«Schön, bist du hier, Silvina. Grazie, mille grazie!» Maria Marinelli bedankt sich für den Besuch. Silvina Valente giesst der 85-Jährigen einen Espresso ein. «Nimm Platz», sagt diese, «ich hab dir viel zu berichten.» Und sie erzählt: wie es den drei Urenkeln geht, dass ihr Mann Antonio am Vortag feine Spaghetti gekocht hat, «fast zu scharf». Die Frauen lachen. Wie es ihrem rechten Bein gehe, fragt Silvina Valente die Seniorin. «Seit ein paar Tagen tuts wieder mehr weh.
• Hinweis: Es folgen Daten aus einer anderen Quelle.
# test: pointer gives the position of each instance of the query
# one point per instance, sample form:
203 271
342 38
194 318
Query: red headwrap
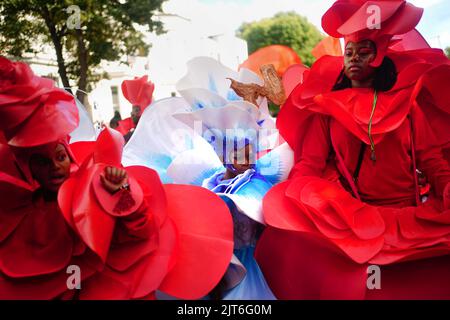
32 110
379 21
139 92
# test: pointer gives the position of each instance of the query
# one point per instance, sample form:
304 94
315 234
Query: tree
289 29
83 33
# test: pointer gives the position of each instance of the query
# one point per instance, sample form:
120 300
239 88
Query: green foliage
108 31
289 29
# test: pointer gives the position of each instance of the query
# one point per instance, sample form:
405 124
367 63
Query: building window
115 94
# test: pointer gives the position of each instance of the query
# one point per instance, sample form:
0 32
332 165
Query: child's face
50 166
243 159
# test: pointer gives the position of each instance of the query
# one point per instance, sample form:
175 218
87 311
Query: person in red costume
64 205
362 126
139 92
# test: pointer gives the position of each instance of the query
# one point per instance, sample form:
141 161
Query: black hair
385 77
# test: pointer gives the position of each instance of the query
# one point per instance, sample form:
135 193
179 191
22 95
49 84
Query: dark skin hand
357 59
50 166
113 178
136 114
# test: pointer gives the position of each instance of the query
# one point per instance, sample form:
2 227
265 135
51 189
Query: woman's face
50 166
357 59
136 114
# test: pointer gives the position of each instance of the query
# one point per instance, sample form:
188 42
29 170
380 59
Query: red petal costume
139 92
332 226
127 245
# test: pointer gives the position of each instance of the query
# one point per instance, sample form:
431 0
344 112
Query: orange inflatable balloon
328 46
281 57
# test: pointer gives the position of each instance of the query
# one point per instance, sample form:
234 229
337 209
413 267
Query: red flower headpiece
32 110
379 21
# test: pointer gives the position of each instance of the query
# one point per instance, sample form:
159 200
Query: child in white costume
211 137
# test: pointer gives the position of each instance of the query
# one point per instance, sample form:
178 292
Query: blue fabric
246 232
253 286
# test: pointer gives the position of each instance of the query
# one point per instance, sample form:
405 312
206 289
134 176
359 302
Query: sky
225 16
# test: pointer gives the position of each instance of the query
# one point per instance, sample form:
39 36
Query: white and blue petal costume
188 141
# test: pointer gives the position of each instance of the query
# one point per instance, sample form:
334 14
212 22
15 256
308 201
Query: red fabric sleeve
429 154
312 150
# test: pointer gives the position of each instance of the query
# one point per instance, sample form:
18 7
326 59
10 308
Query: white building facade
165 64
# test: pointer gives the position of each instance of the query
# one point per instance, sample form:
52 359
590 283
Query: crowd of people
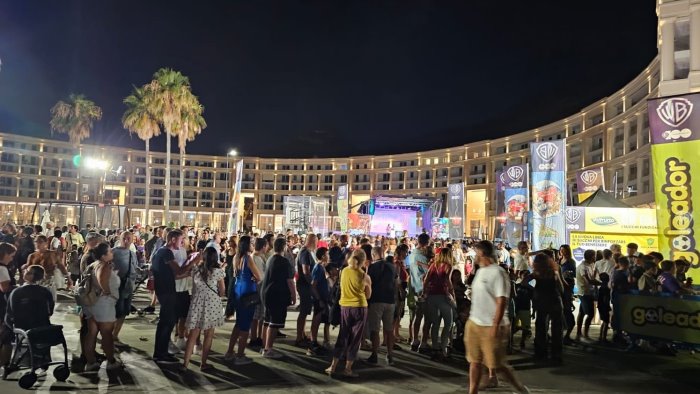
461 296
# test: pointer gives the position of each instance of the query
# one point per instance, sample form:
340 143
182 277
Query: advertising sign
580 241
670 318
516 202
234 214
674 125
548 194
342 205
588 182
455 210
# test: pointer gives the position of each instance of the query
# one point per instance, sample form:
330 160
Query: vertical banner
516 202
455 210
588 182
342 205
500 227
548 194
234 215
674 124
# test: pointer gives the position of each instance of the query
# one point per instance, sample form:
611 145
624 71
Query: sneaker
242 360
372 359
272 353
172 349
92 367
116 364
389 359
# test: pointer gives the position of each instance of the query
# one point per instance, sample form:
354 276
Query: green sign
675 319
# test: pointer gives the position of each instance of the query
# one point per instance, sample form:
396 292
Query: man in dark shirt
165 271
30 305
382 304
305 265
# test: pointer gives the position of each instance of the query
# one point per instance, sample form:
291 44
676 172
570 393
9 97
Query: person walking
355 289
205 313
245 291
549 307
440 301
488 327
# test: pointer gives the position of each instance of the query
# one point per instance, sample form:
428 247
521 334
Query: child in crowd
523 306
604 305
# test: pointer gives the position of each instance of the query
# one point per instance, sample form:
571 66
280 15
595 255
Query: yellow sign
600 241
621 220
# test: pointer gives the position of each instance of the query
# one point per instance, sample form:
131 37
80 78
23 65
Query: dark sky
325 78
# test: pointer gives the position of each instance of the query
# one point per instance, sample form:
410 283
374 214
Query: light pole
231 153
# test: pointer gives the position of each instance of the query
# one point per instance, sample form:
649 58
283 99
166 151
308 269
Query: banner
580 241
674 125
342 206
455 210
500 232
670 318
516 202
234 215
588 182
548 194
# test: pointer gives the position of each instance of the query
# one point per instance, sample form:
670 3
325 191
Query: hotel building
612 133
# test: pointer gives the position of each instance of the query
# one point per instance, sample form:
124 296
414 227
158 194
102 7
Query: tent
602 199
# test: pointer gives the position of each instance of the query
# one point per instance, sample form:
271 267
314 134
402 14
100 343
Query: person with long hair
440 301
7 253
549 290
355 289
205 308
247 278
102 314
567 269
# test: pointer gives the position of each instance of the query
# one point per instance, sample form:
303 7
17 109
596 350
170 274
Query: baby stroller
32 349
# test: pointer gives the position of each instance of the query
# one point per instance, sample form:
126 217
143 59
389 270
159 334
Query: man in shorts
488 328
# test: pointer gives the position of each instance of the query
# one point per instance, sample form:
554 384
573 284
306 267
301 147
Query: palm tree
191 125
75 118
138 119
170 91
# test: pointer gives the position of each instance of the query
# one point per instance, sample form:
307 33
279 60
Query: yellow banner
621 220
599 241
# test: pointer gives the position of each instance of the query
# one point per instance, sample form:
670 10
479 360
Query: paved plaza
593 369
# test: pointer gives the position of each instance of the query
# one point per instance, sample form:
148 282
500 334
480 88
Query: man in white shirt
488 327
606 265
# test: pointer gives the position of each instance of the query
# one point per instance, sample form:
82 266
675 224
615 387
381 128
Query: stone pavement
592 369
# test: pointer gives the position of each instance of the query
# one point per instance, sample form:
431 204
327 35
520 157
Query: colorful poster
588 182
580 241
548 194
234 215
500 205
515 202
674 125
669 318
342 206
455 210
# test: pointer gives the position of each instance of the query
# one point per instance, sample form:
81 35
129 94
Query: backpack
86 293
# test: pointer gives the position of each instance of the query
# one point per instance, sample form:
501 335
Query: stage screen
394 221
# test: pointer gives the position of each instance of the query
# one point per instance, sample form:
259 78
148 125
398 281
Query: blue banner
549 193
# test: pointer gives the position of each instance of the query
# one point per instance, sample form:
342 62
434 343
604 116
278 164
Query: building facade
612 133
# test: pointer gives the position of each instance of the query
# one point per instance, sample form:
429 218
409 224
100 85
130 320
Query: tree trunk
166 201
148 181
182 186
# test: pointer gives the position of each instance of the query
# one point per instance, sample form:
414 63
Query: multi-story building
612 133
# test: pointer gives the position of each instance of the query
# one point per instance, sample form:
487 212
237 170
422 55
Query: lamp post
231 153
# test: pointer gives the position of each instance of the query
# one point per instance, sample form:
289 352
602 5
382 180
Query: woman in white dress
205 312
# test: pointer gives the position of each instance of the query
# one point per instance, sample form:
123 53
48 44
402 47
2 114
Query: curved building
612 133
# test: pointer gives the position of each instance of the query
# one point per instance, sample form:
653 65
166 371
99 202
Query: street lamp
231 153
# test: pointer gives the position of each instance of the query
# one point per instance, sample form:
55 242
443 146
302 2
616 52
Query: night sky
325 78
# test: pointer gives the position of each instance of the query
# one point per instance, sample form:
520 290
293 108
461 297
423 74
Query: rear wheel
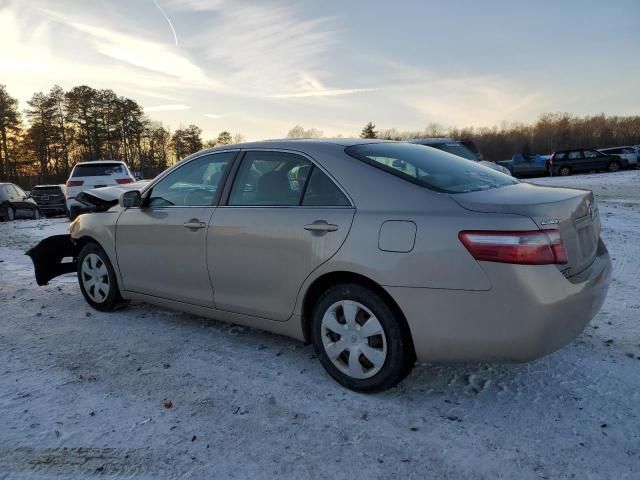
359 339
97 278
10 214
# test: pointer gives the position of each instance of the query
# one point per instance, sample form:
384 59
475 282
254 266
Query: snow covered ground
148 393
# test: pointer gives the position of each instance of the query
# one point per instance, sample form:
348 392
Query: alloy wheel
95 278
353 339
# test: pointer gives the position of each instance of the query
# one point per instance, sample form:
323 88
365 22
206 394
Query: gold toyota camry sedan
381 254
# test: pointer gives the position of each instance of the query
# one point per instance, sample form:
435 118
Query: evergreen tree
369 131
9 122
224 138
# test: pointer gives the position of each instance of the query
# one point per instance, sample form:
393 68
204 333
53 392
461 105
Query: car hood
103 198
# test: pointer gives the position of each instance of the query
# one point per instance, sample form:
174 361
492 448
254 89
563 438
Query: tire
10 214
363 363
97 278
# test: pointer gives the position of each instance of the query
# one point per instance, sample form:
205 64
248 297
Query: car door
162 246
20 200
283 218
576 161
595 160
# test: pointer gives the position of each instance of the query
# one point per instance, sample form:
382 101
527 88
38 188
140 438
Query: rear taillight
538 247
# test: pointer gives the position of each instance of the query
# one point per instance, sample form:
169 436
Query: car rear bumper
529 312
52 207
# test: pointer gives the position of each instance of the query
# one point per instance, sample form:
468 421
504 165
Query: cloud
310 86
167 108
262 47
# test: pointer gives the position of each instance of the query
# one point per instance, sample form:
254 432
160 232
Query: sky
261 67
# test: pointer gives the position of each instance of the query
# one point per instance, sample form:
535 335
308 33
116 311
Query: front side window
195 184
429 167
270 179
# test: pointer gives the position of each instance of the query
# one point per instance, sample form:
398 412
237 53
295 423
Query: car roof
299 142
574 149
433 141
93 162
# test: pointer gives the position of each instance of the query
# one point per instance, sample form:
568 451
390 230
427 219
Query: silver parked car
379 253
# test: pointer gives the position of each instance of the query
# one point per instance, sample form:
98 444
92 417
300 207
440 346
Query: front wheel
97 278
360 340
10 214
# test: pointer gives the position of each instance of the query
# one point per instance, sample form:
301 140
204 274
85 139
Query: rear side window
99 170
270 179
322 192
430 168
194 184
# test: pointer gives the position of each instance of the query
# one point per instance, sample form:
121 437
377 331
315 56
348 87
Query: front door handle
321 226
194 223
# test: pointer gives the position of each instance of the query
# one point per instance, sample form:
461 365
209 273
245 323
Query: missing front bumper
49 255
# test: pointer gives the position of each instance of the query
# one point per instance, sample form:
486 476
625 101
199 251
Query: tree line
60 128
550 133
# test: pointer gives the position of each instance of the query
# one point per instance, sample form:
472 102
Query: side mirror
131 199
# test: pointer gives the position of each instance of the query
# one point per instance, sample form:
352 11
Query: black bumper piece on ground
47 257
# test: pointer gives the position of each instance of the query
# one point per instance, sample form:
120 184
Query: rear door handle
321 226
194 223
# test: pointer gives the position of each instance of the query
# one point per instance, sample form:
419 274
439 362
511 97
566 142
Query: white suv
629 155
88 175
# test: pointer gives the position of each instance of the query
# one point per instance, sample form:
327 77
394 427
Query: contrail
168 21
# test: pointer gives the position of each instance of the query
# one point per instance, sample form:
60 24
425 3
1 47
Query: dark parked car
50 199
566 162
527 166
16 203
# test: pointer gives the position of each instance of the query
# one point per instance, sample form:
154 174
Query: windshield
429 167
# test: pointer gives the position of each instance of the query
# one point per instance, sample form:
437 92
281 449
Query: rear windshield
99 170
50 190
429 167
455 149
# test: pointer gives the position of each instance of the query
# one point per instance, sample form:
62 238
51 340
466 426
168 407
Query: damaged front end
52 257
57 255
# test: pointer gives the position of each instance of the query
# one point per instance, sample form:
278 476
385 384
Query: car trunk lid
573 212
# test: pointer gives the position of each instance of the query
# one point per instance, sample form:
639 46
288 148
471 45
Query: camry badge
550 221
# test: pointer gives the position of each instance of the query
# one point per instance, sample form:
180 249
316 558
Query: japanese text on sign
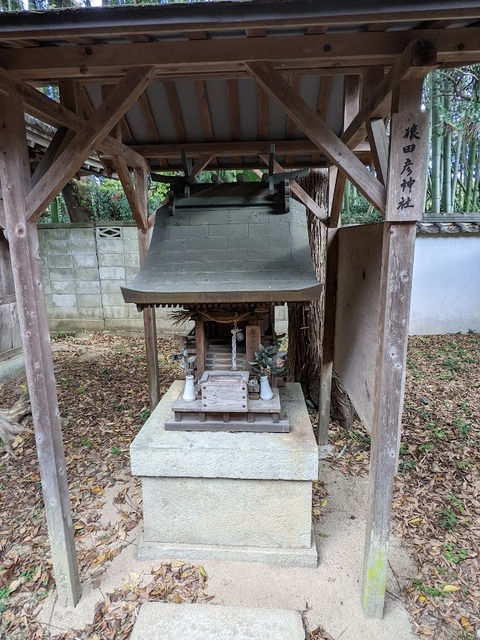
408 172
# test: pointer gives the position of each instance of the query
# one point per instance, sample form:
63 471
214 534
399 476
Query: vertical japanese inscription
408 165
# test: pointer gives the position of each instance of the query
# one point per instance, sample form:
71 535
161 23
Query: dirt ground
103 402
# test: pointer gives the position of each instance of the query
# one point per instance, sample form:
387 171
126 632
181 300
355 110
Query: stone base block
243 496
167 621
224 511
155 551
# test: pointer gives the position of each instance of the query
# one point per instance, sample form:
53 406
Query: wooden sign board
224 391
407 167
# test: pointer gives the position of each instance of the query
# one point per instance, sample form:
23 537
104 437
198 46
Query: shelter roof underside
202 98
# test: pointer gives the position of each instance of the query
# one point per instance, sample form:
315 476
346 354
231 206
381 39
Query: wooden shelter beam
297 190
227 55
132 193
408 145
47 110
415 62
24 253
377 136
319 133
225 149
72 157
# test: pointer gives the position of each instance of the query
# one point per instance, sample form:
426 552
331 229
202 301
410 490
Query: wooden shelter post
149 316
336 186
24 251
405 186
136 193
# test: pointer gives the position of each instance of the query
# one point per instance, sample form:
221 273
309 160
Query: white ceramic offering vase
266 392
189 390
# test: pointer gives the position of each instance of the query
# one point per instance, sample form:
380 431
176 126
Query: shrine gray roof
226 256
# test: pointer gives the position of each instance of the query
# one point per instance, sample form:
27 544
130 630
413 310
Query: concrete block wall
84 267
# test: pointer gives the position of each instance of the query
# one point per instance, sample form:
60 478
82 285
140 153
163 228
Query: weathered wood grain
24 249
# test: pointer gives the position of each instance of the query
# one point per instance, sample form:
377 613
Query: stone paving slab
165 621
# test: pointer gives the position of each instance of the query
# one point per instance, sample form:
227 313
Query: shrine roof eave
154 298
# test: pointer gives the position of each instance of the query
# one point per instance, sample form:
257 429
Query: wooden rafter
51 112
262 113
323 102
61 138
316 129
73 156
204 107
301 194
86 108
126 132
234 113
200 165
415 62
225 55
377 135
175 110
148 117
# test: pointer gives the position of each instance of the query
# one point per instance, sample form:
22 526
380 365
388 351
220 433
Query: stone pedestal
227 496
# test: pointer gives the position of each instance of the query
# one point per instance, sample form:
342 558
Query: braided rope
234 332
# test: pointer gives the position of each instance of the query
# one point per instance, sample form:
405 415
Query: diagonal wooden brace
72 157
319 132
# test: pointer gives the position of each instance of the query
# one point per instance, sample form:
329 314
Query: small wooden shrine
227 254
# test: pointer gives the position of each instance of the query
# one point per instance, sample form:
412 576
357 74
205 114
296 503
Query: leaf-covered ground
436 502
103 402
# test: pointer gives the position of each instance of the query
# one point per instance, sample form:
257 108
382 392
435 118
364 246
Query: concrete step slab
166 621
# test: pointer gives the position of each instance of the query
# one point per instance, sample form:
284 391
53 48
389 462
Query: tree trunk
305 322
76 212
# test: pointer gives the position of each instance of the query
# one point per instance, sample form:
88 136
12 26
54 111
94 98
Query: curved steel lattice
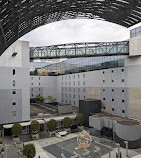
17 17
80 50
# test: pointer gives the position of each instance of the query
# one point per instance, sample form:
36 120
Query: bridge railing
80 50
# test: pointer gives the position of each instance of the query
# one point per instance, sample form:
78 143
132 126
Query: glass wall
76 65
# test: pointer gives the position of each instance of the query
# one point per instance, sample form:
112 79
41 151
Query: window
14 83
14 72
122 80
14 103
14 91
14 113
84 90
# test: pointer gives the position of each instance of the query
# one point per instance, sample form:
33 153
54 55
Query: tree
51 99
35 126
80 119
41 98
52 125
16 130
67 122
29 150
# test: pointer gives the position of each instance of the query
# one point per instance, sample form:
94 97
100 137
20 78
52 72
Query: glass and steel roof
19 17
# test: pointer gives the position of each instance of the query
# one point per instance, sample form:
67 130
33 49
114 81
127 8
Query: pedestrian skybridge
18 17
74 50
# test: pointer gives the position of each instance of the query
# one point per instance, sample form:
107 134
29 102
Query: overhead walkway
73 50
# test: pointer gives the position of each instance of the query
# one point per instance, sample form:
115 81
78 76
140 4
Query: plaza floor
100 147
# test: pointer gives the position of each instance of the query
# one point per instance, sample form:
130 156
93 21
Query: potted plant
51 124
67 123
79 120
29 150
16 131
35 128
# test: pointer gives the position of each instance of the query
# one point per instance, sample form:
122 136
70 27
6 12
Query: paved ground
11 150
52 148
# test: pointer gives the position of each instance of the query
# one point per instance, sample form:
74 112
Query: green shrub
35 126
29 150
67 122
80 119
52 125
16 130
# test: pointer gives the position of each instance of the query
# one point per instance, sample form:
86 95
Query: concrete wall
43 85
124 132
128 132
135 46
10 113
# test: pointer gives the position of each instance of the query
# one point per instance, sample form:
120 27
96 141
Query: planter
67 130
35 136
81 128
16 139
52 134
19 145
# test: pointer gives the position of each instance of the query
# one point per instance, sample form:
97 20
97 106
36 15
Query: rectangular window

Nachher gehen wir trotzdem raus!» Valente lächelt: «Der Spaziergang gehört doch zu meinem Besuch.»
Die Mittwochvormittage sind ein Highlight im Alltag von Maria Marinelli, sie lebt mit ihrem Mann Antonio, 86, in Lausanne VD. Dann ist für jeweils zwei Stunden Silvina Valente zu Besuch. Die 49-jährige Einheimische ist als Freiwillige beim Besuchs- und Begleitdienst des Roten Kreuzes Waadt tätig. Dieser ist für Menschen da, die unter sozialer Isolation leiden, die betrifft vor allem über 65-Jährige, Männer wie Frauen.
«Mit dem Alter steigt die Gefahr von Isolation», sagt Silvina Valente, von Beruf Krankenpflegerin. «Einsamkeit wirkt sich negativ auf die Gesundheit aus.» Eine Studie hat ergeben, dass sich hierzulande 70 000 ältere Menschen allein fühlen. Im vergangenen Jahr wurde die Einsamkeit noch grösser. «Die meisten leiden still. Unsere Besuche geben ihnen wieder Lebensqualität.»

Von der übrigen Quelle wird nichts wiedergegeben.